Mechanism-based classification of low back pain (further investigated…)

In October, I posted about a newer classification of painful conditions…read it here.  Well in this months edition of Manual Therapy, the same authors published another article looking further at the discriminant validity of mechanisms-based classifications of low back (+-leg) pain.   In this article, the authors looked at this system by evaluating the extent to which patients classified this way, differ from one another according to various dimensions of pain including self-reported pain severity, quality of life, functional disability, anxiety and depression.   464 subjects were included in this cross-sectional, between-subjects design and data collection was taken by 15 physical therapists in 4 hospital systems (3 in Ireland, 1 in the UK).

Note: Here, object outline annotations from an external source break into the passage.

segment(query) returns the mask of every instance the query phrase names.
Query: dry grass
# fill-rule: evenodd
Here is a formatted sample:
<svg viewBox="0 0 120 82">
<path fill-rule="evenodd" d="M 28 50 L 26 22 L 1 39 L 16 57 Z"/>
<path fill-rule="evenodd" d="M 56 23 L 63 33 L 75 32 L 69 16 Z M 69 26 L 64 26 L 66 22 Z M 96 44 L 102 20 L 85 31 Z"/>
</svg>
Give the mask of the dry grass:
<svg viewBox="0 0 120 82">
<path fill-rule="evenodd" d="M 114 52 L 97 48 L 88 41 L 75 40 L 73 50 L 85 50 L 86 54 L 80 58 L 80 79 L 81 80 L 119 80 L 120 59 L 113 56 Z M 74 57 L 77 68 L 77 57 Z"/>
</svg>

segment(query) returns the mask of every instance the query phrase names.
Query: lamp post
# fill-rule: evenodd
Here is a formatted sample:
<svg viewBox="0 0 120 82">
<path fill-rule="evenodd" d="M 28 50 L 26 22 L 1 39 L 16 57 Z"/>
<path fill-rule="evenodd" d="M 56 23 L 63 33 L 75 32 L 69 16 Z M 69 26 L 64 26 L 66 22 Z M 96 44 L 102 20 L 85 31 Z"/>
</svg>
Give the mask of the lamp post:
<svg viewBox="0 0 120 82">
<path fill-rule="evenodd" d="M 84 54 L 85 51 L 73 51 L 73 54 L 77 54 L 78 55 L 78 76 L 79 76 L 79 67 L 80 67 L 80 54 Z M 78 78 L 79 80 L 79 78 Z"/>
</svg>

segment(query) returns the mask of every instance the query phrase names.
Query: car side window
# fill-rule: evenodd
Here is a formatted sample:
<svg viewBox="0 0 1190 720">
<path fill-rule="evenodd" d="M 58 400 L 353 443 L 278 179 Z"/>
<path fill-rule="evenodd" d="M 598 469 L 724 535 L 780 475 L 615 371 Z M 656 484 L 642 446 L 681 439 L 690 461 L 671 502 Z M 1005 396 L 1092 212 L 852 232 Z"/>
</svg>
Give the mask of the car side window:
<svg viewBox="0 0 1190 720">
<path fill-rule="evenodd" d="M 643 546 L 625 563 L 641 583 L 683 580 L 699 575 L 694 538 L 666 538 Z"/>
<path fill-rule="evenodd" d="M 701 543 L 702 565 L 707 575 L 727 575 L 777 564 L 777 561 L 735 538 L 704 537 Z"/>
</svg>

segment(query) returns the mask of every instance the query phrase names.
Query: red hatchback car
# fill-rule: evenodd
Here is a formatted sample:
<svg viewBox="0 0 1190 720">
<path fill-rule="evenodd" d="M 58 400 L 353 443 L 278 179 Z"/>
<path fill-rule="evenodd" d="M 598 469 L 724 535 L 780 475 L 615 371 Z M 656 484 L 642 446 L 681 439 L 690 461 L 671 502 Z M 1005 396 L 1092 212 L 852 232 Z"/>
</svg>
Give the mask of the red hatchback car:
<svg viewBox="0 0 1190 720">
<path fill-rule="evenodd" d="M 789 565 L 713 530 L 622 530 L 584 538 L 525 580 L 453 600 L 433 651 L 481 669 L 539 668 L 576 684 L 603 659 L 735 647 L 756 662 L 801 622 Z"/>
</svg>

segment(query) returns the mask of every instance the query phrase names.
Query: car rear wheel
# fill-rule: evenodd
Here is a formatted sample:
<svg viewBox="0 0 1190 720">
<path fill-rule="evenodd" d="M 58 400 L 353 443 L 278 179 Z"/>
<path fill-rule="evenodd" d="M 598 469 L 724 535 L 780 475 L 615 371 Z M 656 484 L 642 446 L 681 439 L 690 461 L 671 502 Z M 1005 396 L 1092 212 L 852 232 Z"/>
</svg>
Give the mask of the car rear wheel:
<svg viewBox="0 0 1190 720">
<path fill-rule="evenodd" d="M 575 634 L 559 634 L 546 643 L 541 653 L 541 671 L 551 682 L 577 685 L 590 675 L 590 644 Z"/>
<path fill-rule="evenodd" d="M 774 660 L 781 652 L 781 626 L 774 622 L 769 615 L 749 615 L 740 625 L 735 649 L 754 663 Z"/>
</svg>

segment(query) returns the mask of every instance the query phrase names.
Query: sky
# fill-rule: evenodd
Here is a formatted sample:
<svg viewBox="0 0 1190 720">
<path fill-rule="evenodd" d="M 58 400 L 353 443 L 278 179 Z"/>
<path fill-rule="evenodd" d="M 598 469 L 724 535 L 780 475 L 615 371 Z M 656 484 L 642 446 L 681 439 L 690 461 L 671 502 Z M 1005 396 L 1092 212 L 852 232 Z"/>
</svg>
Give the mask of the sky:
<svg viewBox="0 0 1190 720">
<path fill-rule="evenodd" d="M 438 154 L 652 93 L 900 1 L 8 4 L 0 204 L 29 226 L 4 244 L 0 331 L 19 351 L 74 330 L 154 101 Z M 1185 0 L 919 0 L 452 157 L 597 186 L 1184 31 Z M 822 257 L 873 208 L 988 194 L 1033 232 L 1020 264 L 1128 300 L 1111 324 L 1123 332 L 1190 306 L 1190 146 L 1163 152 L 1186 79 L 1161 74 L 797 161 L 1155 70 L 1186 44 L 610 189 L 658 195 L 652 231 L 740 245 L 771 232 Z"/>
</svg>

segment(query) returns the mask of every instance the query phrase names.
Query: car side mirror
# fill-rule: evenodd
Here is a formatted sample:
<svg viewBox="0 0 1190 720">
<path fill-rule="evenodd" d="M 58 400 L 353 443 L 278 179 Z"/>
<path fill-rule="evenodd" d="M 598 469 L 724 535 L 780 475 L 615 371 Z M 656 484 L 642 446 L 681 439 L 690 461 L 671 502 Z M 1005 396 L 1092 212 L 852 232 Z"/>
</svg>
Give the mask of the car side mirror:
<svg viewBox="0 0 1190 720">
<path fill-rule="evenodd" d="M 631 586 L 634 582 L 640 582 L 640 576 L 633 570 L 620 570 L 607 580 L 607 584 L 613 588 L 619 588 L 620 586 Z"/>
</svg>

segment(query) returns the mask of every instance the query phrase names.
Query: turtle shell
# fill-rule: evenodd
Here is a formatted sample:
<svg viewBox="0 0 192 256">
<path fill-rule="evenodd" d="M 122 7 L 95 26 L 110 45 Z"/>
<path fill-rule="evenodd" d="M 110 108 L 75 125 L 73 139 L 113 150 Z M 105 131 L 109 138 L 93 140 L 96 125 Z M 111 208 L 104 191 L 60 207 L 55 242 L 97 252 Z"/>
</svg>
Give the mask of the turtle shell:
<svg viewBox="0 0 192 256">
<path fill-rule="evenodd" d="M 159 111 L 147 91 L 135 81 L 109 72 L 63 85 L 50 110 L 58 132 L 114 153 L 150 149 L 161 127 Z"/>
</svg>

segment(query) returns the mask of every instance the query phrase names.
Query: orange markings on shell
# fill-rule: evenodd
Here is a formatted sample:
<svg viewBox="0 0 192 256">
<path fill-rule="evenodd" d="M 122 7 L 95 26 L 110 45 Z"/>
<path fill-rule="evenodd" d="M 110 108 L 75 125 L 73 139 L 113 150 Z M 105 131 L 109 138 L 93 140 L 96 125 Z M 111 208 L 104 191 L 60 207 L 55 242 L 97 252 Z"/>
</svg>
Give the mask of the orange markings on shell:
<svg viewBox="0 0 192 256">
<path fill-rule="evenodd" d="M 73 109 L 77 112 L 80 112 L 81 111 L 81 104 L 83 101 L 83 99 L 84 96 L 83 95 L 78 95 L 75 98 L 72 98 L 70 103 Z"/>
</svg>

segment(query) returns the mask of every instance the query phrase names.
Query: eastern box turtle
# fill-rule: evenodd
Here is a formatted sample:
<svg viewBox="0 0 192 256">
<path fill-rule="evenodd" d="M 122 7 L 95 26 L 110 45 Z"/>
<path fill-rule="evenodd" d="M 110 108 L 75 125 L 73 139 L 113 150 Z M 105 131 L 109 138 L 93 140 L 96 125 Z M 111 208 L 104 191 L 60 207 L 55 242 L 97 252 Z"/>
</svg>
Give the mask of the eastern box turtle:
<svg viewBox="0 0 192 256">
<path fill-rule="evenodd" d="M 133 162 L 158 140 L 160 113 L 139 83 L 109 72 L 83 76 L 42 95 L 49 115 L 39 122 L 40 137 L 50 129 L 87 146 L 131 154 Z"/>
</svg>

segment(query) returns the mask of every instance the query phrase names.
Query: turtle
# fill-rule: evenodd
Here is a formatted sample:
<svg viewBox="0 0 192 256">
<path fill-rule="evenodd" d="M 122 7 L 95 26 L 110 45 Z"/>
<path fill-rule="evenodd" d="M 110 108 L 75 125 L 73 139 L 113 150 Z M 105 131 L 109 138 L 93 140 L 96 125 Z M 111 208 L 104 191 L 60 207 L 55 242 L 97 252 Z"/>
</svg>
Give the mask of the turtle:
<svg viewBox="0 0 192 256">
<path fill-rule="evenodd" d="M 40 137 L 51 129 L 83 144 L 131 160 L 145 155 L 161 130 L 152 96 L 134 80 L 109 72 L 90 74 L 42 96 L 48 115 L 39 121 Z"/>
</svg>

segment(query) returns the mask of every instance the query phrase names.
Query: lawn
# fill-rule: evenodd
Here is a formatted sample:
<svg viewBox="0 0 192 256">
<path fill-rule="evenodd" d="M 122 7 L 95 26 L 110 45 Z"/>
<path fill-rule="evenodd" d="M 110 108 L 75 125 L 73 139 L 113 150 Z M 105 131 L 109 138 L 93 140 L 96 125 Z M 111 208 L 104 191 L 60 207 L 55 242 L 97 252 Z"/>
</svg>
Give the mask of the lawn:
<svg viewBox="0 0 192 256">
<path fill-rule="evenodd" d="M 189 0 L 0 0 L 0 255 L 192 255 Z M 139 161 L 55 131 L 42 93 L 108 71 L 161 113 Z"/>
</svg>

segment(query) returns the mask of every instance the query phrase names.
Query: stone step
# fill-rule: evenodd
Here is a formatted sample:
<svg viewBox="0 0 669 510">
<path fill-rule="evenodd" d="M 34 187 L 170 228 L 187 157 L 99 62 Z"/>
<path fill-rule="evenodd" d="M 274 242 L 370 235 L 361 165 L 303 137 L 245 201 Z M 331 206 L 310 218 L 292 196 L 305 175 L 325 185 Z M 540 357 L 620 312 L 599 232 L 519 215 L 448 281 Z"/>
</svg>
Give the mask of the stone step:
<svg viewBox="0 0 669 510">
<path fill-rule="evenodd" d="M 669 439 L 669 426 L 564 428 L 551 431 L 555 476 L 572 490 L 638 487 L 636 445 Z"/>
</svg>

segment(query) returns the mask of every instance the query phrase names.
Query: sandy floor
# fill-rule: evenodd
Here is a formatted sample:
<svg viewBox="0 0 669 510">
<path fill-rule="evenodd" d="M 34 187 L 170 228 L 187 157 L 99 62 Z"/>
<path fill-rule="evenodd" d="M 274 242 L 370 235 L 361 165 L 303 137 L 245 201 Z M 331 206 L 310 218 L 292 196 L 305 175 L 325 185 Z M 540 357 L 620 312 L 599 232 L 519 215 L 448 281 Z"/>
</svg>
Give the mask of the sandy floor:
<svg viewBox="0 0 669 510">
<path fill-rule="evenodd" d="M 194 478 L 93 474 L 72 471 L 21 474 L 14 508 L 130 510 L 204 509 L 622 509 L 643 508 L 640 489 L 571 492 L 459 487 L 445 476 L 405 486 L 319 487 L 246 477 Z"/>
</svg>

For review, this classification of pain has three subgroups: nociceptive, peripheral neuropathic or central sensitization.  Below are the criteria of each:
1. Nociceptive:
—intermittant and sharp with movement or mechanical provocation.
—pain localized to the area of injury or dysfunction
—clear, proportionate mechanical/anatomical nature to aggrevating and easing factors
—pain described as shooting, burning, sharp, electric-like
—pain in association with other dysesthesias
—night pain/disturbed sleep
—antalgic postures/movements
2. Peripheral Neuropathic
—history of nerve injury, pathology or mechanical compromise
—pain in a dermatomal or cutaneous distribution
—pain/symptoms provocation with movement tests that move or compress neural tissue (ex. SLR)
3. Central Sentization:
—pain is disproportionate to the nature or extent of injury/pathology
—Disproportionate, non-mechanical, unpredictable pattern of pain provocation in response to aggrevating/easing factors
—strong association with maladaptive psychological factors
—Diffuse/non-anatomic areas of pain/tenderness to palpation

 Results: Patients who were classified as having central sensitization, reported significantly more pain, poorer quality of life, higher levels of disability, anxiety and depression as compared to the other groups.  This pattern was also found in patients with peripheral neuropathic pain as compared to nociceptive. It appears that this classification demonstrates discriminant validity among PTs.
Smart KM, Blake C, Staines A, et al. Self-reported pain severity, quality of life, disability, anxiety and depression in patients classified with nociceptive, peripheral neuropathic and central sensitisation pain. The discriminant validity of mechanism-based classification of low back (+-leg) pain. Manual Therapy 2012: 17; 119-125.